@reaatech/classifier-evals-exporters
Status: Pre-1.0 — APIs may change in minor versions. Pin to a specific version in production.
Exporters for classifier evaluation results. Supports JSON (machine-readable), HTML (interactive report), Arize Phoenix (traces and embeddings), and Langfuse (observability traces).
Installation
npm install @reaatech/classifier-evals-exporters
# or
pnpm add @reaatech/classifier-evals-exportersFeature Overview
- JSON export — machine-readable output with optional sample inclusion, PII-aware redaction
- HTML report — interactive SVG-based confusion matrix heatmap, per-class bar charts, metrics dashboard
- Phoenix export — Arize Phoenix trace export with full metrics as span attributes and HTTP transport
- Langfuse export — Langfuse trace ingestion with authentication, session grouping, and structured metadata
- Dual ESM/CJS output — works with
importandrequire
Quick Start
import {
exportToJson,
exportToHtml,
exportToPhoenix,
exportToLangfuse,
} from "@reaatech/classifier-evals-exporters";
// JSON export (PII-redacted by default)
const jsonResult = exportToJson({ evalRun });
console.log(jsonResult.json);
// HTML report with confusion matrix and per-class metrics
const htmlResult = exportToHtml(evalRun, {
includeConfusionMatrix: true,
includePerClassMetrics: true,
title: "Classifier v2 Evaluation",
});
console.log(htmlResult.html);
// Phoenix trace export
await exportToPhoenix({
evalRun,
options: { endpoint: "http://localhost:6006", datasetName: "intent-classifier-v2" },
});
// Langfuse trace export
await exportToLangfuse({
evalRun,
options: {
publicKey: process.env.LANGFUSE_PUBLIC_KEY,
secretKey: process.env.LANGFUSE_SECRET_KEY,
traceName: "classifier-evaluation",
},
});API Reference
JSON Exporter
exportToJson(input: JsonExportInput): ExportResult
Exports an EvalRun as a structured JSON payload with configurable options.
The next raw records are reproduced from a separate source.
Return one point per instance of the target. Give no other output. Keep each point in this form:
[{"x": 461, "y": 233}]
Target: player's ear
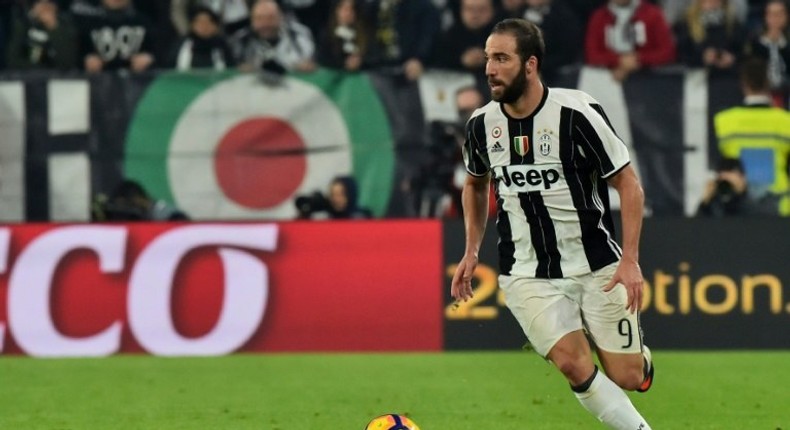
[{"x": 531, "y": 65}]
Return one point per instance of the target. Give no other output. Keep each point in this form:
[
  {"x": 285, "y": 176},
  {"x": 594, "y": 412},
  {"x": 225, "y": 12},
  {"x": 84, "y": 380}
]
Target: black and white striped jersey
[{"x": 549, "y": 172}]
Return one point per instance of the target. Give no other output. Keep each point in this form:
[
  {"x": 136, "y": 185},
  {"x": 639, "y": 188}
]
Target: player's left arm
[{"x": 632, "y": 200}]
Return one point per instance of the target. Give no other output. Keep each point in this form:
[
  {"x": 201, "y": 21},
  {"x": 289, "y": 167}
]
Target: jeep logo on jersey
[{"x": 526, "y": 178}]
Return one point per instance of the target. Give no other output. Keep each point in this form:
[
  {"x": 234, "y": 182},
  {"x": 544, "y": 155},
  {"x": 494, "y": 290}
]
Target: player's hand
[
  {"x": 461, "y": 288},
  {"x": 629, "y": 274}
]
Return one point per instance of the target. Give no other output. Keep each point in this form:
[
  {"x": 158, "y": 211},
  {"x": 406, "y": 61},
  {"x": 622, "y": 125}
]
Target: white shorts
[{"x": 548, "y": 309}]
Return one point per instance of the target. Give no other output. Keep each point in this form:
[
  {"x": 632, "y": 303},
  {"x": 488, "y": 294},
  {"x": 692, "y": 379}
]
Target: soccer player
[{"x": 551, "y": 153}]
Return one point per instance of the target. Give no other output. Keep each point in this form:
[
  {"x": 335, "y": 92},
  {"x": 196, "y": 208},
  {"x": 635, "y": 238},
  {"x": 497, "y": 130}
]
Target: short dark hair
[
  {"x": 529, "y": 38},
  {"x": 754, "y": 74}
]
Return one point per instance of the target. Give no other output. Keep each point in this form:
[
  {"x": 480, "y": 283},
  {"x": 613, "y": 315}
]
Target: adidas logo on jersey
[{"x": 496, "y": 148}]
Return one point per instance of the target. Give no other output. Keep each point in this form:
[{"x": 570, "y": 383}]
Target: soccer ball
[{"x": 392, "y": 422}]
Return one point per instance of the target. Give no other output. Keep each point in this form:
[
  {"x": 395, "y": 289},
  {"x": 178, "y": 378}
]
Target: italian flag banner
[{"x": 236, "y": 146}]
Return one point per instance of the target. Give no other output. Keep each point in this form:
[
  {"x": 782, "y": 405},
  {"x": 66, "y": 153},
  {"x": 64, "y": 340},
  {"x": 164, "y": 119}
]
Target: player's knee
[
  {"x": 629, "y": 378},
  {"x": 575, "y": 368}
]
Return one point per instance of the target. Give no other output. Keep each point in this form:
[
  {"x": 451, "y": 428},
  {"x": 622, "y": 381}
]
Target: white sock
[{"x": 611, "y": 405}]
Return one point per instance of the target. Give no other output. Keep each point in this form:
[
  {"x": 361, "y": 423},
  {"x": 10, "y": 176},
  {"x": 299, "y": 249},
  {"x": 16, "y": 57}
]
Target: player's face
[{"x": 505, "y": 71}]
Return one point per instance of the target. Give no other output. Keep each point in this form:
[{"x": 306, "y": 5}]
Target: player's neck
[{"x": 528, "y": 102}]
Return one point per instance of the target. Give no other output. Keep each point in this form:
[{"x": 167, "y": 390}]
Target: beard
[{"x": 516, "y": 89}]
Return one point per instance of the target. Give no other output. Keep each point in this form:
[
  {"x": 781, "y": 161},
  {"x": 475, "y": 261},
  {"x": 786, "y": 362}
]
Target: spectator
[
  {"x": 461, "y": 46},
  {"x": 772, "y": 44},
  {"x": 341, "y": 203},
  {"x": 709, "y": 36},
  {"x": 403, "y": 35},
  {"x": 344, "y": 42},
  {"x": 130, "y": 202},
  {"x": 116, "y": 37},
  {"x": 562, "y": 33},
  {"x": 675, "y": 10},
  {"x": 628, "y": 35},
  {"x": 312, "y": 13},
  {"x": 757, "y": 134},
  {"x": 43, "y": 38},
  {"x": 584, "y": 8},
  {"x": 275, "y": 43},
  {"x": 727, "y": 194},
  {"x": 513, "y": 9},
  {"x": 205, "y": 47},
  {"x": 234, "y": 14}
]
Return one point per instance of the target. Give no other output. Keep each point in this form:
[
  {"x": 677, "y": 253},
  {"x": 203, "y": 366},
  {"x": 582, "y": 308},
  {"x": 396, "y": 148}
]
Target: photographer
[
  {"x": 342, "y": 202},
  {"x": 728, "y": 194},
  {"x": 43, "y": 38},
  {"x": 436, "y": 188},
  {"x": 130, "y": 202}
]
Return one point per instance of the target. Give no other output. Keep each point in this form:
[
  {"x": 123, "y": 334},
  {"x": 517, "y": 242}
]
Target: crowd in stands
[
  {"x": 396, "y": 35},
  {"x": 400, "y": 37},
  {"x": 393, "y": 35}
]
const result = exportToJson({
evalRun,
options: { includeSamples: false },
});
// result.json → string, result.success → boolean| Option | Type | Default | Description |
|---|---|---|---|
includeSamples | boolean | false | Include raw sample data (PII consideration) |
includePerClass | boolean | true | Include per-class breakdown |
includeVisualizationData | boolean | false | Include visualization-ready data |
The JSON payload includes: run_id, dataset_name, dataset_path, total_samples, duration_ms, started_at, completed_at, metrics, confusion_matrix, gate_results (if present), judge summary (if judged), and redacted metadata.
HTML Exporter
exportToHtml(evalRun: EvalRun, options?: HtmlExportOptions): HtmlExportResult
Generates a self-contained interactive HTML report with inline SVG charts.
const report = exportToHtml(evalRun, {
includeConfusionMatrix: true, // SVG heatmap (default: true)
includePerClassMetrics: true, // Per-class metrics table (default: true)
includeBaselineComparison: true, // Baseline comparison section (default: false)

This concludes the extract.